Vangelo Migrante: III domenica di Pasqua (Vangelo Lc 24,13-35)

23 Aprile 2020 – Per il cristiano, quello pasquale non è un clima circoscritto soltanto ad un periodo. Il Tempo Pasquale è tutta la fede del cristiano: si perpetua per tutta la sua vita e si alimenta nella celebrazione domenicale (ogni domenica), Pasqua della settimana.

Il fatto pasquale, come abbiamo avuto modo di meditare in questo tempo, ha il suo centro nella passione morte e resurrezione di Gesù e fino alla discesa dello Spirito Santo a Pentecoste. Come per un bambino sono vitali i primi mesi di vita, così per il cristiano lo sono i giorni della Resurrezione.

Oggi il Vangelo ci mette sulle orme di due personaggi conosciuti come i discepoli di Emmaus. Una vicenda lunga nel racconto e profonda nel messaggio.

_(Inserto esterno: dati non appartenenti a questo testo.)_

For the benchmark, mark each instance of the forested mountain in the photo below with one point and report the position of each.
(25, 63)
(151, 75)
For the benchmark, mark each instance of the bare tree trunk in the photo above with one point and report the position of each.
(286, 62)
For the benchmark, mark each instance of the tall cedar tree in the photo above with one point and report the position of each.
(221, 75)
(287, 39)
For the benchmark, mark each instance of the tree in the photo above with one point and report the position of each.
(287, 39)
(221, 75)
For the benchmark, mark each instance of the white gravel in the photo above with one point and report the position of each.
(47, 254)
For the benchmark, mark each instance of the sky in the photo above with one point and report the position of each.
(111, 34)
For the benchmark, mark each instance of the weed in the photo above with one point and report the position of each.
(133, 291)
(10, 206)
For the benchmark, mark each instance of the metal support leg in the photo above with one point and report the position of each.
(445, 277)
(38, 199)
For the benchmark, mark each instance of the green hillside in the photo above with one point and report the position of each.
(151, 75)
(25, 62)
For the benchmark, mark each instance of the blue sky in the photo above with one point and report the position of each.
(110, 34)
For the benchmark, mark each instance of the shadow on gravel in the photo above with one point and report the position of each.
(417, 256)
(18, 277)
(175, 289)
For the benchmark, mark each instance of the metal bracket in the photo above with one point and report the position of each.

La direzione di un cammino

Nella pagina secondo Luca emerge un aspetto, ovvio e semplice ma fondamentale: come l’assenza\presenza di Tommaso nel cenacolo fa la differenza rispetto alla sua fede, così accade per la direzione del cammino intrapreso dai due protagonisti di questa pagina: sono due discepoli, della cerchia degli apostoli, che camminano in direzione opposta e contraria a Gerusalemme. Vanno via. Stanchi e delusi. Anche loro sono tornati  a sperimentare che la strada della vita è fatta più di normalità che di eccezionalità e le loro aspettative, con quel profeta ‘potente in opere e parole’, sono andate deluse. Spesso la fuga e la direzione intrapresa per staccarsi da un centro fatto di cose che non capiamo, o che facciamo fatica a cogliere, coincidono. Accadde ai discepoli allora. Accade anche a noi, oggi.

Capire la vita con la Parola

Camminano e parlano ma nei loro discorsi non risuona il nome di Gesù. Si parla di Lui ma senza parlare con Lui. E la differenza c’è e si nota. Parlano di fatti accaduti ma solo dal loro punto di vista: opinioni, impressioni, emozioni. È solo alla presenza di Gesù, che come un forestiero sopraggiunge e affianca il loro cammino, che le emozioni vengono accantonate e l’ascolto si fa attento. Non senza un uno strattone: ‘stolti!’ Gli dice, Gesù. Li rimprovera e ferma i loro discorsi a piano inclinato: pessimismo cosmico e senza uscita!

C’è una interessante coincidenza con la nostra vita: le nostre impressioni ed emozioni senza il confronto con la Parola di Dio lasciano solo l’amaro e finiscono per motivare un cammino lontano dal senso della fede e in una direzione che abbandona il centro fino a non vederlo più. Nessuno è esente da questo pericolo.

Una presenza viva

La presenza di Gesù non è solo una bella spiegazione di qualcosa. Egli è presenza viva che accende i cuori: da spenti, li fa ardere e attiva una serie di capacità di comprensione che mettono il cuore in grado di conoscere e riconoscere in quel compagno di viaggio, la presenza di Dio con noi.

Il cammino inverso: la nostra testimonianza

Questo incontro genera una gioia personale, e non per sentito dire, diventa esperienza coinvolgente e chiede di essere raccontata anche agli altri. È contagiosa. Si rimettono in cammino senza aspettare l’alba, per non perdere tempo! Invertono la direzione e tornano a Gerusalemme per rendere testimonianza di quello che hanno veduto.

È lo scopo del cammino di ogni cristiano: ripartire da dove abbiamo incontrato il Signore e tornare a Lui per annunciarlo da una centralità che è Lui e non noi né la nostra casa.

La missione della Chiesa partirà da Gerusalemme e sarà ancorata al fatto Pasquale e non ad opinioni personali; e queste saranno valide solo se saranno piene di una presenza che le ha irradiate!

Anche oggi, ascoltare, accogliere e servire un forestiero, mentre siamo in cammino non è opinione ma una forte luce Pasquale. Che può essere decisiva!